Rospide admits that this situation “completely changes the structure of life. When you are healthy or think you are healthy, life goes by without paying much attention to time. With this approach, the perspective changes and becomes more short-term, the distance of concern becomes shorter: the next visit, the next test. It makes me laugh when the news says that someone has beaten cancer. You’ll get over it when they stop checking on you.” Although no mutation has been found to explain the cancer in the Rospide family, all siblings must follow a schedule of visits and medical examinations tailored to their situation – a regimen certainly more extensive than what is usually recommended. However, knowledge of the exact changes does not necessarily have to be associated with other treatment.
There are clinical trials of some preventative treatments for familial cancer, but none are approved as such (with the exception of prophylactic surgery in some cases of breast cancer predisposition). Yes, there are special drugs for treating tumors with mutations in the BRCA1 and 2 genes (most common in familial breast cancer) or for patients with colon cancer and changes that make them more sensitive to immunotherapy, but it is normal that the mutation does not dictates treatment. “Identifying new responsible variants could lead to the use or development of new drugs, even in people in whom these changes occur in isolation and in unfamiliar ways,” Lazaro explains, “but this will be difficult, among other reasons, because the proportion of patients for each it won’t be enough for them.”
What purpose could there be in knowing the responsible mutation?
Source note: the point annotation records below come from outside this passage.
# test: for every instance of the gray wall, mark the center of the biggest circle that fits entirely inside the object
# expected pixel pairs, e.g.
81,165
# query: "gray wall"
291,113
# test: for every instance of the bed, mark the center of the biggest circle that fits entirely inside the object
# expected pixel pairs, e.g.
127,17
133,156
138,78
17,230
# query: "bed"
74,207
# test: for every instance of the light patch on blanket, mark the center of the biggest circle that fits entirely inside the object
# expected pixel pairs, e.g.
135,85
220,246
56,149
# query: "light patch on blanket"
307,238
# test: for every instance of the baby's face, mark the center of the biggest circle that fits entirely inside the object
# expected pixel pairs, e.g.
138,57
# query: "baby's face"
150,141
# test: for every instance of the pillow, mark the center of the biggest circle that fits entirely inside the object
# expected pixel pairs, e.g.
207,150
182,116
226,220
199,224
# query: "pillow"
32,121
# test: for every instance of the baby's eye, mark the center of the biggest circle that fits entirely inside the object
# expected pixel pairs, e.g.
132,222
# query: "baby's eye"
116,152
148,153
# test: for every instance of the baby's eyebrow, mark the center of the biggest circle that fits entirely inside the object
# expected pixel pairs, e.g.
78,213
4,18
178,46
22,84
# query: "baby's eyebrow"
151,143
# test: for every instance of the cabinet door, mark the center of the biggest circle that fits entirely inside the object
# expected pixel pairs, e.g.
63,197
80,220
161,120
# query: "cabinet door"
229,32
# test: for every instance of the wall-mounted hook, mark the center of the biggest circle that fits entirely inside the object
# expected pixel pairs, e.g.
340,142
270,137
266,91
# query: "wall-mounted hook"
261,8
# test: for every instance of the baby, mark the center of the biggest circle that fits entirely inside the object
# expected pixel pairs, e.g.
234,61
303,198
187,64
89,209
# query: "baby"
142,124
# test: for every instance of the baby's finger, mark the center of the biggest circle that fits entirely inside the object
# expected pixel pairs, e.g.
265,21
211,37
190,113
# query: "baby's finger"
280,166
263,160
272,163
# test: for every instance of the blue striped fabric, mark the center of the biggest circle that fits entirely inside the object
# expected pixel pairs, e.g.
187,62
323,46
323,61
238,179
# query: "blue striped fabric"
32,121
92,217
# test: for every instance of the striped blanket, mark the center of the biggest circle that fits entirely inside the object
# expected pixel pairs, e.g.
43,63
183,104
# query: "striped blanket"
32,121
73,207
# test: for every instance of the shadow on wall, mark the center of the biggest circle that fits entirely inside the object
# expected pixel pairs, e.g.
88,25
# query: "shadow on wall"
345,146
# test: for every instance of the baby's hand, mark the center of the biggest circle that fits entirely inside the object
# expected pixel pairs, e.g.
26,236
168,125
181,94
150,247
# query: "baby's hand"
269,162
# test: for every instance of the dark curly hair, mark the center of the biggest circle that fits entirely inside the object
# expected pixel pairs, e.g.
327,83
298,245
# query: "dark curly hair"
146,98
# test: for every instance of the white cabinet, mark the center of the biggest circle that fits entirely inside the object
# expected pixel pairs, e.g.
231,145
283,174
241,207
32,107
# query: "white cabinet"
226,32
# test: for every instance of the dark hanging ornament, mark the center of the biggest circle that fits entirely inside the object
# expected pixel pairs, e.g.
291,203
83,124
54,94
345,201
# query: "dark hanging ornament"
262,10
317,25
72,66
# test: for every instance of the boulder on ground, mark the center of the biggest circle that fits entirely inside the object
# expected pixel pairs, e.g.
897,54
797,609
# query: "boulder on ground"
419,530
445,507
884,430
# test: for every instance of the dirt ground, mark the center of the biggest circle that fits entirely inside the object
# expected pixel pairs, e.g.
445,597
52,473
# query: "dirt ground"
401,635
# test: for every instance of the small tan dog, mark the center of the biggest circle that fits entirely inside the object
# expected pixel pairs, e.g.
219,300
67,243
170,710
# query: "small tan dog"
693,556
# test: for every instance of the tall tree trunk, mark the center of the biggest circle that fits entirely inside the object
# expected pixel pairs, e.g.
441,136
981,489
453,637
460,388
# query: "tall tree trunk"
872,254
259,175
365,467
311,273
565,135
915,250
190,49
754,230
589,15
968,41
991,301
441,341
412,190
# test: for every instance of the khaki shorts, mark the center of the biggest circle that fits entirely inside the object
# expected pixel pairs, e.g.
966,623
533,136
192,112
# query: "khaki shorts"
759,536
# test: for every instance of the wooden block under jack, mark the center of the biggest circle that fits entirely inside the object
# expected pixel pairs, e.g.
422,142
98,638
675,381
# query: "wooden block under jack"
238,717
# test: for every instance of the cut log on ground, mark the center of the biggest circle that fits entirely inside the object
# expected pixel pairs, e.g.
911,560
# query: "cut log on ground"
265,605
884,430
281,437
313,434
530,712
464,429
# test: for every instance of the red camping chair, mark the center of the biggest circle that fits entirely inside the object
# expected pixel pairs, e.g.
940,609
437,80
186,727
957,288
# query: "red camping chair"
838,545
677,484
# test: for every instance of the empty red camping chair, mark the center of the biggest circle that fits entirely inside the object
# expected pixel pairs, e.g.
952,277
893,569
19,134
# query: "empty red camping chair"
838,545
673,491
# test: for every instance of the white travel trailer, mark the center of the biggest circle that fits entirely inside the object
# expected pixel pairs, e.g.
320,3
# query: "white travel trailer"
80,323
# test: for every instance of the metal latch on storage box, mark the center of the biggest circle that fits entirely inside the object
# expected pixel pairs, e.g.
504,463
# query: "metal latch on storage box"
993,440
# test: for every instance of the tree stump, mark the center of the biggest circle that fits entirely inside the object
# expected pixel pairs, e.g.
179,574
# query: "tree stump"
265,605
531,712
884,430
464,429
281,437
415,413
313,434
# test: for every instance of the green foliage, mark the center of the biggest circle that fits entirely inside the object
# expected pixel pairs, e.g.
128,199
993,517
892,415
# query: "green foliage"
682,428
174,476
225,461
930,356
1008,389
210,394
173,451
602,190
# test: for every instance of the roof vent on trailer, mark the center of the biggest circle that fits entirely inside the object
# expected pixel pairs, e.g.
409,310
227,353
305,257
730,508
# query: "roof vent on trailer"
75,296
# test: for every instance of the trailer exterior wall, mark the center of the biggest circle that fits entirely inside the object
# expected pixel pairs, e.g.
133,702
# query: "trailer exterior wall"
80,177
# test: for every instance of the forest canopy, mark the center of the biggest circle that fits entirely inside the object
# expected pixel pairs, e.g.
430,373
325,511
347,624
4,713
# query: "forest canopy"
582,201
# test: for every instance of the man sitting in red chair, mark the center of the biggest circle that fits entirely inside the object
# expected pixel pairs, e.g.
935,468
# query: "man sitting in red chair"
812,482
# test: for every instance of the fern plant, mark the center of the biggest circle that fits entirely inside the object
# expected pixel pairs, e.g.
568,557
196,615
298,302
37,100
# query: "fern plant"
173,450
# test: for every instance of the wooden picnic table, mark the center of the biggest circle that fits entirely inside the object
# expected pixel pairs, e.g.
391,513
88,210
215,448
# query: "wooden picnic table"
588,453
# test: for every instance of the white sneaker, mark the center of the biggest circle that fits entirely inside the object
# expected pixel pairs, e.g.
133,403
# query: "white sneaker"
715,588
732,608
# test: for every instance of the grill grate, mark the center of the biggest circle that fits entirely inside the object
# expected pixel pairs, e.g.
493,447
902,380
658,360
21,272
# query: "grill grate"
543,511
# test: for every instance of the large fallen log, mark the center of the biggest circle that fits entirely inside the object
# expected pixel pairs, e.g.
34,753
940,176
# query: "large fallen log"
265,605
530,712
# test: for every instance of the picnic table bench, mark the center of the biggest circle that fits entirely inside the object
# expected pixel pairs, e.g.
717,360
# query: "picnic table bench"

On the one hand, it eliminates the increased risk among those people in the family where it does not exist, relieving their anxiety. This also includes sons and daughters, which is a major concern in these situations, as well as the ability to offer genetic counseling if they choose to receive it. On the other hand, to adjust and personalize care and diagnosis. This is what, for example, a multi-year study conducted by Robledo’s group in three families with a high risk of pheochromocytoma, a rare tumor of the adrenal gland, revealed. They determined that the cause in these three cases was a gene never previously linked to the disease, they shared it with an international consortium and found other families with the same changes. This allowed them to conclude that “they had a specific clinic,” Robledo explains. “They had a higher risk of metastasis, so closer surveillance was desirable, and they tended to appear in certain locations, so now we know where to look.”
Faced with the uncertainty they find themselves in, “this information gives these families the answer to one of their questions: why did this happen to me,” Lazaro emphasizes. “It’s also a tool that allows them to empower themselves in the face of many life-altering decisions and tailor the care they receive, which is, after all, what we’re talking about when we talk about personalized medicine. It gives them control over some aspects of their lives.” “I’m not looking for any role,” says Rospide. “If I tell my story, it’s because I think it can help.”